L'azienda, A. M. sas D. N. & C., con l’intento di realizzare un chiosco balneare a carattere stagionale, aveva presentato nel 2014 la richiesta per la concessione demaniale, ottenuta però soltanto diversi anni più tardi, nel 2019. Motivo per il quale la società aveva avviato un contenzioso davanti al Tar di Palermo, per ottenere un risarcimento danni pari a 640.000 euro, come utili non percepiti per il quadriennio 2016-2019. Il tribunale di giustizia amministrativa ha però rigettato il ricorso contro il Comune di Realmonte e contro l’assessorato regionale al Territorio, condannando invece la società ricorrente al pagamento delle spese processuali.

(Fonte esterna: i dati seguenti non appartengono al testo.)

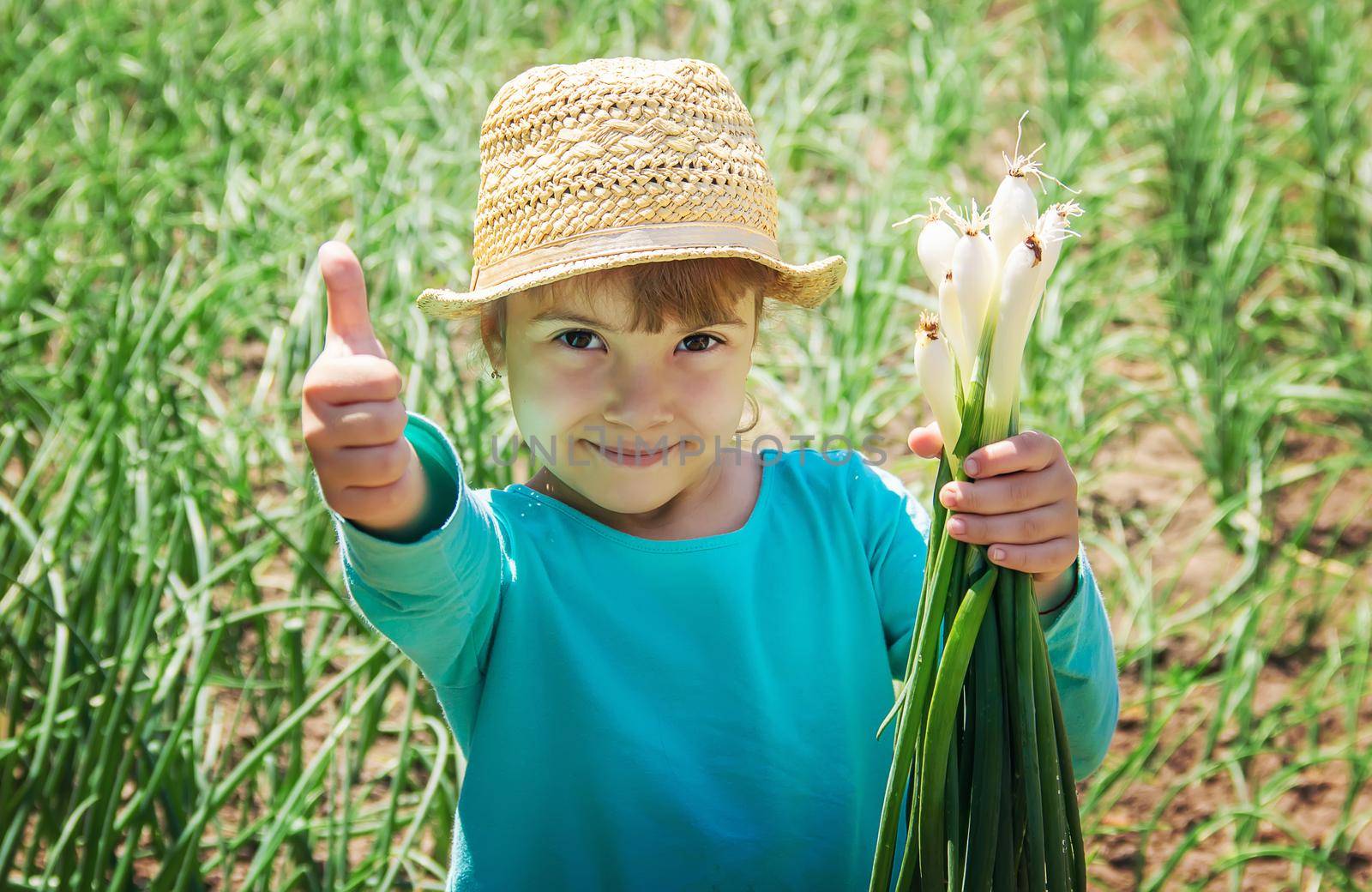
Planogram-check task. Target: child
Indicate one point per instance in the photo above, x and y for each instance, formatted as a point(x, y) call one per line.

"Nello specifico – scrive in una nota l'avvocato Girolamo Rubino, che ha seguito il contenzioso per conto dell’amministrazione comunale e della Regione insieme all'avvocatura di Stato -, la società ricorrente contestava all'assessorato regionale al Territorio e al Comune di Realmonte, rispettivamente, la tardiva definizione del procedimento di rilascio della concessione demaniale marittima e il comportamento inerte tenuto dal Comune di Realmonte per il rilascio della valutazione di incidenza ambientale, richiesta ai fini dell’ottenimento della concessione". La difesa ha sostenuto, quindi che il semplice decorso del tempo non potesse far presupporre un danno e che, in ogni caso, non fosse stato provato. L’avvocato Rubino e l’avvocatura dello Stato hanno rilevato in giudizio l’infondatezza del ricorso proposto dalla società ricorrente, “eccependo come il danno da ritardo risarcibile non poteva essere presunto dalla società ricorrente quale effetto automatico del semplice scorrere del tempo, in quanto, per la sua sussistenza dovevano ricorrere anche i presupposti oggettivi e soggettivi previsti dall’art. 2043 c.c.”.
La stessa società, secondo quanto sostenuto, era stata destinataria di un provvedimento di decadenza e, quindi, non avrebbe potuto comunque avviare l'attività.